Quelles sont les coopérations mises en place avec d’autres pays pour proposer une réponse sous-régionale plus coordonnée ?
Ouanilo MEDEGAN : Sur le plan de la cybersécurité, nous sommes membres d’AfricaCERT, une organisation à but non lucratif qui joue un rôle clé en Afrique. Elle aide les pays à mettre en place et à faire fonctionner des équipes de réponse aux incidents de sécurité informatique, ainsi que d’autres équipes spécialisées en cas d’attaques informatiques ou de cybercrimes.
Il est important de rappeler que la coopération constitue le cinquième axe de notre stratégie nationale de sécurité numérique.
Dans ce cadre, nous avons développé plusieurs partenariats bilatéraux et avons intégré différents groupes de travail à l’échelle internationale. Outre notre appartenance à AfricaCERT, nous sommes membres de FIRST, un forum mondial réunissant des équipes d’intervention en cas d’incident de sécurité informatique (CSIRT) issues d’organisations gouvernementales, commerciales et éducatives, afin de renforcer la coopération et la coordination en matière de cybersécurité.
Nous participons également activement au Global Forum on Cyber Expertise (GFCE). Au niveau continental, nous avons adhéré et ratifié la Convention de Malabo, qui organise l’entraide dans la lutte contre la cybercriminalité.
Nous avons également ratifié la Convention de Budapest, ainsi que son premier protocole additionnel, qui porte notamment sur l’incrimination de la diffusion de matériel raciste et xénophobe par le biais de systèmes informatiques, ainsi que des menaces et insultes à caractère raciste ou xénophobe.

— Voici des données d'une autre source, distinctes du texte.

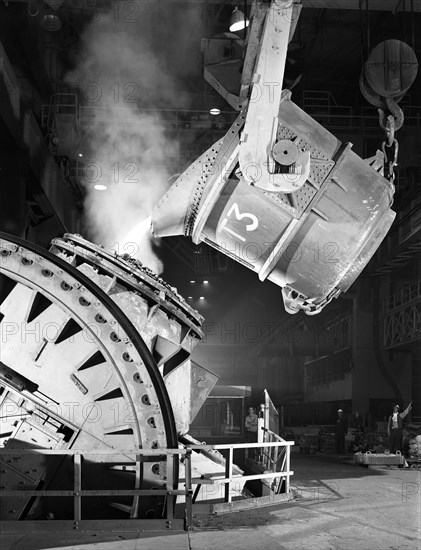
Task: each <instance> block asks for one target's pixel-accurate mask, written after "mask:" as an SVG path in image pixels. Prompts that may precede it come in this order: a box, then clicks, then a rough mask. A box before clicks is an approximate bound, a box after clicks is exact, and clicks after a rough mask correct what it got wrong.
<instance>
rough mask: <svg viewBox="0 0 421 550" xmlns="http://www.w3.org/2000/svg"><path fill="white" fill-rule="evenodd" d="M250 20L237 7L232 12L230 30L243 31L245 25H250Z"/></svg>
mask: <svg viewBox="0 0 421 550" xmlns="http://www.w3.org/2000/svg"><path fill="white" fill-rule="evenodd" d="M248 24H249V20H248V19H246V16H245V15H244V13H243V12H242V11H241V10H239V9H238V8H237V7H235V8H234V11H233V12H232V14H231V19H230V31H231V32H237V31H242V30H243V29H244V28H245V27H248Z"/></svg>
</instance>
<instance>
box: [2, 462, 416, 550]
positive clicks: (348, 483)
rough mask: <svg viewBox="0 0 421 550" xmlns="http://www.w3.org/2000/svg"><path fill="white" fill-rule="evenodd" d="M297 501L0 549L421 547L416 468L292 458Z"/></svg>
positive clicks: (27, 539)
mask: <svg viewBox="0 0 421 550" xmlns="http://www.w3.org/2000/svg"><path fill="white" fill-rule="evenodd" d="M291 465H292V469H293V470H294V471H295V475H294V478H293V481H292V486H293V488H294V491H295V494H296V498H295V499H294V500H293V501H291V502H287V503H284V504H280V505H276V506H271V507H265V508H260V509H257V510H248V511H242V512H234V513H229V514H224V515H219V516H203V515H198V514H196V515H195V518H194V528H193V529H192V530H191V531H190V532H188V533H186V532H172V533H162V532H143V533H118V534H114V535H104V534H103V533H89V534H82V533H79V534H76V533H61V534H60V533H58V534H49V535H40V534H31V535H18V534H16V535H10V534H8V535H5V534H3V535H0V543H1V544H0V546H1V550H41V549H51V550H52V549H55V548H57V549H58V548H60V549H61V550H70V549H72V550H76V549H83V550H93V549H96V550H140V549H142V550H143V549H146V550H149V549H151V550H161V549H162V550H205V549H212V550H219V549H224V550H231V549H237V548H238V549H241V550H248V549H253V550H256V549H261V550H266V549H268V550H269V549H287V550H304V549H305V550H307V549H308V550H319V549H320V550H322V549H323V550H326V549H335V550H342V549H344V550H345V549H354V548H355V549H358V550H366V549H367V550H369V549H370V550H376V549H379V550H387V549H396V550H407V549H411V550H421V536H420V535H421V489H420V485H421V470H417V469H413V468H411V469H398V468H396V467H389V468H388V467H370V468H368V469H367V468H365V467H363V466H359V465H356V464H354V463H353V462H352V461H351V460H348V461H340V460H337V459H336V458H332V457H325V456H317V455H316V456H314V455H313V456H307V455H296V454H293V455H292V459H291Z"/></svg>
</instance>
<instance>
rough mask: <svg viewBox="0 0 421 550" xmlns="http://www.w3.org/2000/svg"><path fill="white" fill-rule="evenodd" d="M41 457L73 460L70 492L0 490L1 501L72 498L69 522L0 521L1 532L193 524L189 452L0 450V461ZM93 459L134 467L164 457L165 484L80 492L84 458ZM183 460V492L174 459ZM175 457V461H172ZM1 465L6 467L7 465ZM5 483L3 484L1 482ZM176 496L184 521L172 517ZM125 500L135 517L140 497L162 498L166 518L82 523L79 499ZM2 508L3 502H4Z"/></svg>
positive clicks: (39, 530) (67, 491) (115, 450)
mask: <svg viewBox="0 0 421 550" xmlns="http://www.w3.org/2000/svg"><path fill="white" fill-rule="evenodd" d="M34 454H38V455H39V454H41V455H45V456H50V455H65V456H72V457H73V465H74V475H73V489H70V490H52V489H24V488H22V489H20V490H8V489H7V488H6V489H0V499H3V498H4V497H12V498H13V497H15V498H16V497H18V498H24V499H25V498H27V497H28V498H31V497H35V498H39V497H72V498H73V518H72V519H70V520H59V519H57V520H56V519H52V518H51V519H48V520H46V521H44V520H35V521H29V520H28V521H24V522H22V521H19V520H7V521H0V532H8V531H12V532H14V531H16V530H30V529H31V528H33V529H36V530H37V531H38V532H40V531H42V530H45V531H50V530H57V529H58V528H59V529H66V528H71V529H72V530H90V529H102V530H109V529H113V528H114V527H116V526H118V527H119V528H120V527H123V528H124V527H126V528H128V529H129V530H130V529H132V528H137V529H142V530H143V529H175V530H182V529H187V528H188V527H189V526H190V524H191V520H192V495H193V492H192V479H191V454H192V451H191V450H189V449H186V448H184V449H135V450H134V449H129V450H126V449H121V450H118V451H116V450H115V449H108V450H105V449H90V450H72V449H33V448H32V449H7V448H3V449H0V459H3V457H4V456H5V455H6V456H12V457H13V456H27V455H34ZM90 455H91V456H92V455H96V456H98V455H104V456H107V457H109V456H112V455H114V456H117V455H118V456H119V457H121V456H129V457H130V456H134V457H135V458H136V463H137V464H139V463H140V462H142V457H154V456H155V457H157V459H158V458H160V460H162V457H165V460H166V480H165V484H164V485H163V488H162V489H159V488H153V489H121V490H120V489H83V488H82V465H83V460H82V459H83V458H85V457H89V456H90ZM178 456H180V457H183V459H184V460H183V461H184V464H185V471H186V474H185V484H184V489H178V488H177V485H176V483H177V481H176V479H175V477H174V460H175V459H176V460H179V459H178V458H177V457H178ZM175 457H176V458H175ZM2 462H3V464H2V465H3V468H4V466H6V467H7V463H5V462H4V460H2ZM3 483H4V482H3ZM177 495H183V496H184V497H185V499H186V511H188V515H185V517H184V518H181V519H177V518H175V517H174V506H175V499H176V497H177ZM110 496H113V497H127V496H132V497H133V499H134V504H133V515H134V516H135V514H136V507H137V501H138V499H139V498H140V497H142V496H148V497H159V496H161V497H164V498H165V503H166V506H165V518H160V519H150V518H146V519H136V518H135V517H133V518H130V519H127V520H121V519H118V520H108V519H107V520H87V519H82V498H84V497H110ZM3 506H4V501H3Z"/></svg>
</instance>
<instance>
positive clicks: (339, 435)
mask: <svg viewBox="0 0 421 550" xmlns="http://www.w3.org/2000/svg"><path fill="white" fill-rule="evenodd" d="M347 432H348V422H347V419H346V418H345V416H344V412H343V410H342V409H338V414H337V417H336V422H335V448H336V454H337V455H338V456H340V455H343V454H345V434H346V433H347Z"/></svg>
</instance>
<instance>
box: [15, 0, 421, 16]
mask: <svg viewBox="0 0 421 550" xmlns="http://www.w3.org/2000/svg"><path fill="white" fill-rule="evenodd" d="M116 1H120V2H127V0H116ZM249 1H250V3H251V0H249ZM366 1H367V0H364V1H363V2H362V6H361V7H362V9H366ZM9 2H21V3H23V2H25V3H27V0H9ZM135 2H137V3H139V4H156V3H157V2H160V3H168V4H198V3H202V4H225V5H233V6H234V5H237V4H238V0H225V2H224V1H223V0H135ZM66 4H67V5H70V3H68V2H66V3H64V4H63V6H62V8H65V7H66ZM301 4H302V6H303V8H305V9H308V8H310V9H324V8H326V9H335V10H359V9H360V0H340V1H339V0H301ZM410 4H411V3H410V2H409V1H408V0H400V1H399V0H368V9H369V10H371V11H390V12H393V13H397V12H398V11H400V10H403V9H404V7H405V9H406V10H407V11H408V12H409V11H411V9H412V10H413V11H414V12H421V2H413V3H412V4H413V5H412V8H411V5H410ZM107 6H108V7H109V2H108V0H107V1H101V0H97V1H96V2H95V4H93V5H92V6H89V4H87V3H86V2H81V1H80V0H79V1H76V2H72V3H71V7H72V9H77V8H78V7H80V8H81V9H84V10H86V9H89V8H90V9H92V10H95V9H100V10H101V9H106V8H107Z"/></svg>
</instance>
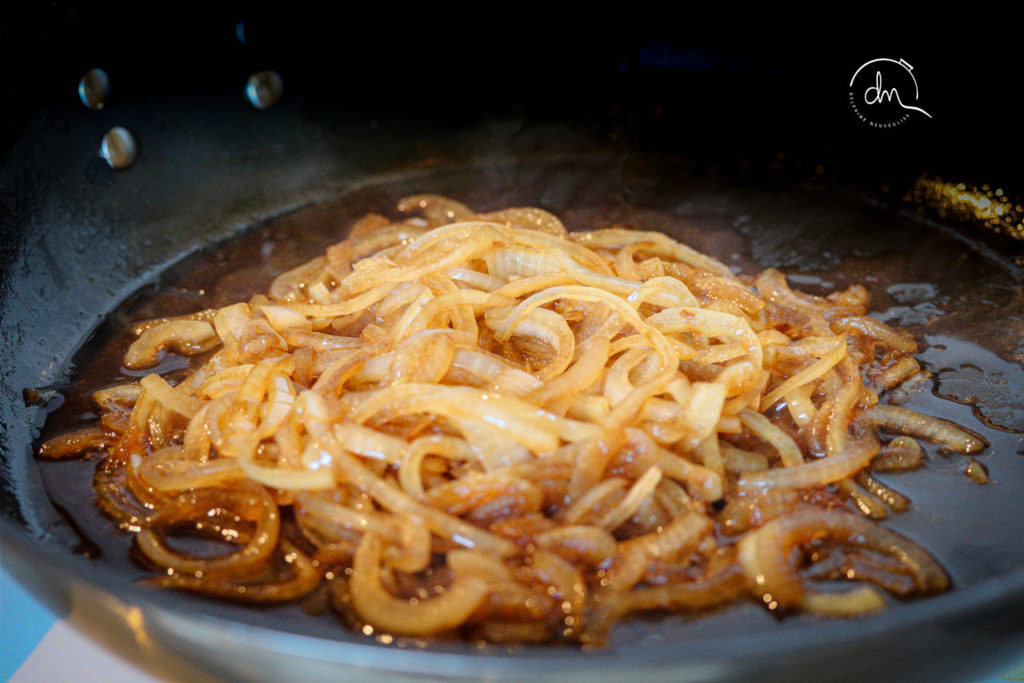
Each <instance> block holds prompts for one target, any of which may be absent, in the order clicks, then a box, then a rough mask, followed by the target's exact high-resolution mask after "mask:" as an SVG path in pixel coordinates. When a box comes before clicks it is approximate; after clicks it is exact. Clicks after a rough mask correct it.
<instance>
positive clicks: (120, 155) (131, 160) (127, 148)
mask: <svg viewBox="0 0 1024 683" xmlns="http://www.w3.org/2000/svg"><path fill="white" fill-rule="evenodd" d="M137 154H138V147H137V145H136V144H135V136H134V135H132V134H131V133H130V132H129V131H128V130H127V129H126V128H122V127H121V126H115V127H114V128H111V130H110V131H109V132H108V133H106V135H103V143H102V144H101V145H100V146H99V156H100V157H102V158H103V159H105V160H106V162H108V163H109V164H110V165H111V166H113V167H114V168H128V167H129V166H131V165H132V164H134V163H135V157H136V156H137Z"/></svg>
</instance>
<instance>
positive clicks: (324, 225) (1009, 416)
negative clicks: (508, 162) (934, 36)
mask: <svg viewBox="0 0 1024 683" xmlns="http://www.w3.org/2000/svg"><path fill="white" fill-rule="evenodd" d="M506 173H507V170H496V169H495V168H493V167H483V168H480V169H475V170H474V171H472V172H467V171H466V170H465V169H457V170H436V171H429V172H424V173H418V174H413V175H412V176H408V177H404V178H401V179H397V180H395V179H390V180H382V181H380V182H376V183H368V184H366V185H364V186H361V187H360V188H358V189H354V190H351V191H348V193H346V194H343V195H342V196H340V197H338V198H337V199H335V200H333V201H331V202H329V203H326V204H324V205H321V206H315V207H311V208H309V209H305V210H302V211H299V212H296V213H294V214H289V215H287V216H284V217H282V218H279V219H275V220H272V221H267V222H266V223H261V224H258V225H255V226H253V228H252V229H250V230H249V231H248V232H247V233H246V234H245V236H244V237H242V238H241V239H239V240H237V241H232V242H231V243H229V244H224V245H220V246H218V247H216V248H214V249H211V250H206V251H203V252H200V253H198V254H196V255H194V256H191V257H188V258H187V259H185V260H183V261H181V262H180V263H179V264H178V265H176V266H175V267H174V268H173V269H171V270H168V271H166V272H165V273H164V274H163V275H162V276H161V280H160V285H159V287H157V288H156V289H151V290H148V291H145V292H141V293H140V294H139V295H138V296H136V297H133V298H132V299H131V300H130V301H128V302H126V303H125V304H124V305H123V306H122V307H121V308H119V309H118V311H116V312H115V313H114V314H113V315H112V316H111V317H110V319H109V321H108V323H106V324H104V326H103V327H102V328H101V329H100V330H99V332H98V333H97V334H96V335H95V336H94V338H93V339H92V341H91V342H90V343H89V344H88V345H87V346H86V347H85V348H83V349H82V351H81V352H80V353H79V354H78V355H77V356H76V359H75V366H76V367H77V368H79V369H80V371H79V373H78V375H77V379H76V384H75V387H74V388H73V389H72V390H71V391H69V392H68V397H67V402H66V404H65V407H63V409H62V410H61V411H60V412H58V413H57V414H55V415H54V416H53V419H52V420H51V421H50V424H49V425H48V427H47V431H48V433H56V432H58V431H60V430H63V429H67V428H70V427H72V426H75V425H76V424H80V423H81V421H82V420H88V419H91V418H93V417H94V416H93V415H92V414H91V412H90V411H91V409H90V407H89V405H88V403H87V401H86V400H85V399H84V395H85V394H86V393H87V392H88V391H89V390H91V389H94V388H97V387H99V386H105V385H108V384H110V383H112V382H114V381H116V380H117V379H118V375H119V371H118V367H119V357H120V354H121V353H122V352H123V350H124V348H125V347H126V345H127V342H128V338H127V337H126V336H125V333H124V332H123V331H124V330H125V329H126V328H127V327H129V325H130V323H132V322H135V321H139V319H145V318H152V317H157V316H161V315H168V314H179V313H185V312H191V311H195V310H199V309H201V308H205V307H211V306H218V305H224V304H226V303H229V302H232V301H237V300H240V299H244V298H246V297H247V296H248V295H249V294H251V293H252V292H254V291H261V290H264V289H265V288H266V286H267V285H268V284H269V282H270V280H271V279H272V278H273V276H274V275H275V274H278V273H279V272H281V271H283V270H285V269H287V268H288V267H290V266H292V265H295V264H296V263H299V262H301V261H303V260H305V259H307V258H309V257H311V256H313V255H316V254H318V253H319V252H322V250H323V248H324V247H325V246H326V245H328V244H331V243H333V242H336V241H337V240H338V239H340V238H341V237H342V236H343V230H344V229H346V228H347V226H348V225H349V224H350V223H351V222H352V220H354V219H355V218H356V217H358V216H360V215H362V214H365V213H367V212H369V211H375V210H381V209H382V208H383V207H388V206H392V205H393V204H394V202H395V201H396V200H397V198H399V197H401V196H403V195H407V194H410V193H411V191H420V190H423V189H428V190H430V191H437V193H439V194H444V195H449V196H453V197H457V198H459V199H460V200H462V201H464V202H465V203H467V204H469V205H471V206H475V207H480V208H484V209H485V208H490V207H500V206H513V205H518V206H528V205H540V206H544V207H545V208H550V209H552V210H555V211H557V212H558V213H559V214H560V215H562V216H563V217H564V218H565V220H566V223H567V225H568V227H569V228H570V229H571V228H572V227H573V226H578V225H582V224H591V225H592V224H612V223H622V224H626V225H629V226H631V227H637V228H641V229H651V230H660V231H666V232H668V233H670V234H672V236H673V237H675V238H676V239H678V240H680V241H682V242H683V243H685V244H688V245H690V246H692V247H693V248H695V249H697V250H698V251H701V252H706V253H709V254H711V255H713V256H715V257H716V258H718V259H719V260H721V261H722V262H724V263H726V264H728V265H730V267H733V268H734V269H736V270H740V271H744V272H756V271H757V270H759V269H761V268H763V267H767V266H774V267H779V268H781V269H784V270H800V271H802V272H803V273H805V274H804V275H803V276H802V278H798V279H797V280H796V281H795V284H797V285H798V286H799V287H801V289H803V290H805V291H808V292H810V293H815V294H824V293H826V292H828V291H833V290H839V289H844V288H846V287H848V286H850V285H852V284H854V283H863V284H864V285H865V286H866V287H867V288H868V289H869V290H870V294H871V301H872V308H873V309H876V310H880V311H884V312H882V313H880V317H881V318H882V319H885V321H890V322H894V323H897V324H899V325H903V326H906V327H908V328H909V329H910V331H911V332H913V333H914V336H915V338H916V339H918V340H919V342H924V348H925V350H924V352H923V353H922V354H920V357H921V359H922V360H923V361H924V364H925V366H926V367H927V368H928V370H929V371H930V373H931V378H930V380H929V381H923V382H922V381H919V382H916V383H913V384H910V385H909V386H904V387H902V388H901V389H900V390H899V391H897V392H896V393H895V399H896V400H898V401H899V402H900V403H901V404H904V405H907V407H909V408H913V409H914V410H919V411H921V412H922V413H926V414H929V415H935V416H937V417H941V418H945V419H948V420H951V421H953V422H956V423H958V424H962V425H965V426H967V427H969V428H970V429H972V430H974V431H976V432H977V433H979V434H980V435H982V436H983V437H984V438H985V439H986V440H987V441H988V442H989V443H990V447H989V449H988V450H986V451H985V452H984V454H983V455H982V456H981V457H979V458H978V460H979V461H980V463H981V464H982V465H983V466H984V468H985V469H987V472H988V479H989V483H988V484H987V485H985V486H979V484H978V483H976V482H975V481H974V480H972V479H971V478H969V477H968V476H965V474H964V472H965V469H966V468H967V462H966V460H965V459H964V457H963V456H959V455H954V454H950V453H946V452H944V451H943V450H941V449H938V447H936V446H932V445H929V446H927V451H928V455H927V460H926V466H925V467H924V468H923V470H921V471H918V472H914V473H910V474H893V475H888V476H884V475H883V476H880V477H879V478H880V479H882V480H883V482H884V483H886V484H887V485H889V486H891V487H893V488H895V489H896V490H898V492H900V493H902V494H904V495H906V496H908V497H909V499H910V500H911V501H912V505H911V508H910V509H909V511H907V512H905V513H903V514H898V515H893V516H891V518H890V519H889V520H887V525H889V526H891V527H892V528H894V529H896V530H899V531H900V532H902V533H904V535H906V536H908V537H909V538H911V539H914V540H916V541H919V542H920V543H922V544H923V545H925V546H926V548H928V549H929V550H930V551H931V552H932V553H933V554H934V555H935V556H936V557H937V558H938V559H939V560H940V562H941V563H942V564H943V566H945V567H946V569H947V570H948V571H949V572H950V574H951V577H952V580H953V583H954V586H955V589H954V590H956V589H963V588H966V587H970V586H972V585H977V584H980V583H982V582H984V581H986V580H989V579H993V578H997V577H1000V575H1002V574H1006V573H1008V572H1011V571H1014V570H1016V569H1020V568H1021V567H1024V549H1022V548H1018V547H1017V544H1012V543H1010V544H1008V539H1015V538H1020V535H1021V533H1024V515H1020V514H1019V512H1020V508H1021V505H1020V503H1019V502H1018V497H1016V496H1015V490H1016V488H1017V486H1016V482H1020V481H1022V480H1024V460H1022V459H1021V458H1020V457H1019V455H1018V454H1019V452H1021V451H1022V437H1021V434H1022V433H1024V419H1022V411H1024V408H1022V403H1021V399H1020V396H1021V395H1024V371H1022V370H1021V367H1020V365H1019V361H1020V357H1021V348H1020V346H1019V344H1020V340H1021V339H1022V338H1024V334H1022V332H1024V329H1022V328H1024V315H1022V311H1024V295H1022V293H1021V288H1020V285H1019V280H1018V278H1019V274H1018V273H1017V272H1016V271H1015V269H1014V267H1013V265H1012V264H1008V263H1002V262H998V261H995V260H992V259H991V258H990V257H988V256H985V255H983V254H982V253H981V252H980V251H976V250H974V249H972V247H971V246H970V245H968V244H966V243H965V242H964V241H963V240H962V239H959V238H958V237H956V236H955V234H953V233H951V232H949V231H946V230H942V229H938V228H936V226H934V225H931V224H929V223H927V222H925V221H922V220H920V219H918V218H915V217H912V216H908V215H902V214H899V213H896V212H893V211H892V210H891V209H890V208H887V207H883V206H879V205H876V204H871V203H867V202H863V201H861V200H860V199H858V198H856V197H844V196H841V195H833V194H827V195H826V194H824V193H820V191H818V190H807V189H797V188H793V187H790V186H785V187H772V188H768V189H753V188H748V189H744V190H741V191H740V190H737V189H735V188H734V187H731V186H723V185H720V184H714V183H707V182H700V181H695V180H694V179H692V178H689V177H684V176H682V175H677V176H675V177H673V176H672V175H665V176H662V177H658V178H656V180H655V181H654V182H653V184H651V185H650V186H649V187H647V190H646V191H644V193H643V194H642V195H643V196H640V197H638V196H637V194H636V193H633V195H632V197H630V198H629V199H630V200H631V201H627V199H626V198H625V197H624V195H623V193H622V191H621V184H620V183H618V178H613V179H612V180H611V181H609V180H608V177H607V175H606V173H607V172H606V169H601V170H595V169H594V168H589V167H586V166H583V165H578V164H547V165H543V166H539V167H538V168H532V169H526V168H517V169H514V170H513V172H512V174H511V176H512V177H514V178H516V180H517V181H516V182H514V183H512V184H511V185H509V186H511V189H506V190H502V191H495V190H493V189H486V188H481V187H480V185H479V184H478V182H477V179H478V178H480V177H490V176H494V177H498V176H501V177H505V176H506ZM485 184H486V183H485ZM654 189H656V190H657V191H653V190H654ZM224 273H230V274H228V275H226V276H225V275H224ZM168 361H169V362H171V364H173V362H174V361H175V359H174V358H173V356H172V357H169V359H168ZM94 467H95V463H94V462H83V463H73V464H67V463H46V462H42V463H40V470H41V472H42V475H43V478H44V482H45V486H46V489H47V492H48V494H49V496H50V497H51V500H52V502H53V503H54V505H55V506H57V508H58V509H59V510H61V511H63V512H65V514H66V515H67V516H68V517H69V519H70V520H73V523H74V524H75V526H76V527H77V528H78V532H79V533H80V535H81V536H82V537H83V541H86V542H87V543H86V544H84V545H83V546H82V547H83V548H89V549H90V550H89V552H90V554H92V555H93V556H96V555H98V558H97V560H96V561H98V562H102V563H106V564H109V565H110V566H112V567H113V568H116V569H117V570H118V571H122V572H124V573H125V575H126V581H132V580H134V579H136V578H137V577H138V575H139V570H138V568H137V567H136V566H135V565H134V564H133V563H132V562H131V561H130V559H129V550H130V539H129V537H127V536H124V535H118V533H116V532H114V531H112V523H111V522H110V520H108V519H106V518H104V517H102V515H101V514H100V513H99V512H98V510H96V509H95V508H94V506H93V505H92V503H91V501H92V490H91V478H92V477H91V472H92V469H93V468H94ZM902 608H904V606H902V605H899V604H897V605H894V607H893V609H895V610H899V609H902ZM209 609H212V610H214V611H216V612H217V613H218V614H227V615H228V616H229V617H230V618H234V620H239V621H243V622H254V623H257V624H262V625H271V624H272V627H273V628H274V629H280V630H284V631H291V632H294V633H303V634H309V635H316V636H318V637H336V638H338V639H342V640H345V639H348V636H346V635H345V634H344V631H343V630H342V629H341V628H340V627H338V626H337V625H334V624H332V623H331V617H329V616H321V617H318V618H311V617H310V616H309V615H308V614H306V613H304V612H303V611H302V609H301V607H299V606H296V607H285V608H274V609H272V610H271V611H268V612H267V613H265V614H264V615H262V616H260V615H255V614H253V613H252V612H251V611H247V610H245V609H242V608H237V607H233V606H229V605H218V606H216V607H209ZM810 621H812V620H810V618H809V617H795V618H790V620H785V621H782V622H777V621H776V620H774V618H772V617H771V616H770V615H768V614H766V613H765V612H764V611H763V610H760V609H758V608H756V607H755V606H754V605H739V606H736V607H732V608H730V609H727V610H724V611H722V612H716V613H713V614H710V615H707V616H701V617H700V618H697V620H689V618H683V617H666V618H656V620H643V621H636V622H632V623H630V624H627V625H624V626H622V627H621V628H618V629H617V630H616V631H615V632H614V633H613V635H612V641H611V647H612V648H613V649H614V648H617V647H627V646H629V647H635V646H637V645H638V644H639V645H641V646H644V645H647V646H656V645H657V644H659V643H673V642H677V641H681V640H688V641H691V640H692V639H694V638H712V637H734V636H741V635H744V634H748V635H757V634H762V635H763V634H771V633H775V632H785V631H787V630H799V629H802V628H806V627H807V626H808V622H810ZM427 647H428V649H430V648H432V647H434V648H436V647H440V648H441V649H443V648H444V647H445V646H444V645H439V646H438V645H431V646H427ZM492 649H493V648H492ZM488 651H489V650H488Z"/></svg>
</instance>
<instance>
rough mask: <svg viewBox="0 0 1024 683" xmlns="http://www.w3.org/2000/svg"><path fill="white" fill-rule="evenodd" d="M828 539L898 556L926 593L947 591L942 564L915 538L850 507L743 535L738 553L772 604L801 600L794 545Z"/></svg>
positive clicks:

Nous sommes actuellement en train de faire diligence pour la ratification du second protocole, qui permettra de renforcer encore l’efficacité de notre action.
Quel rôle jouent les acteurs privés selon vous dans le renforcement de la résilience numérique du Bénin ?
Ouanilo MEDEGAN : Au Bénin, les acteurs privés ont deux rôles. Si l’on adopte un prisme étatique, certains d’entre eux ont été classés comme opérateurs d’infrastructures d’importance critique. Ce groupe inclut à la fois des entités publiques et des entreprises privées.
Les acteurs privés qui en font partie sont soumis à un ensemble d’obligations visant à garantir la résilience et la cybersécurité de leurs systèmes. Leur bon fonctionnement a un impact direct sur celui de l’ensemble de la société et du pays.
Ils sont tenus de mettre en œuvre les règles de protection applicables à leur statut, dans des délais déterminés. Le pôle sécurité numérique de l’ASIN assure le suivi et veille à la mise en œuvre de ces exigences.
Quels sont selon vous les défis prioritaires pour assurer une souveraineté numérique durable en Afrique ?
Ouanilo MEDEGAN : Je suis souvent sceptique lorsque l’on parle de souveraineté numérique. Je suis plus à l’aise avec la notion de souveraineté stratégique, car maîtriser l’ensemble de la chaîne numérique est extrêmement complexe. De nombreuses nations, même occidentales, sont encore loin de cet état de fait.
Dans cette optique de souveraineté stratégique, plusieurs priorités s’imposent : nous devons être capables d’héberger nos données critiques localement ; nous devons développer des services que nous maîtrisons entièrement, de bout en bout.
Il est également essentiel de disposer de ressources humaines capables d’opérer, de maintenir, de développer et de mener des activités de recherche et développement.
C’est l’ensemble de ces éléments, mis bout à bout, qui nous donnera la capacité de répondre nous-mêmes à nos propres problématiques, et de faire les meilleurs choix, en cohérence avec nos lois, nos objectifs et nos intérêts.
Ce sont des étapes incontournables pour accéder à une souveraineté stratégique durable.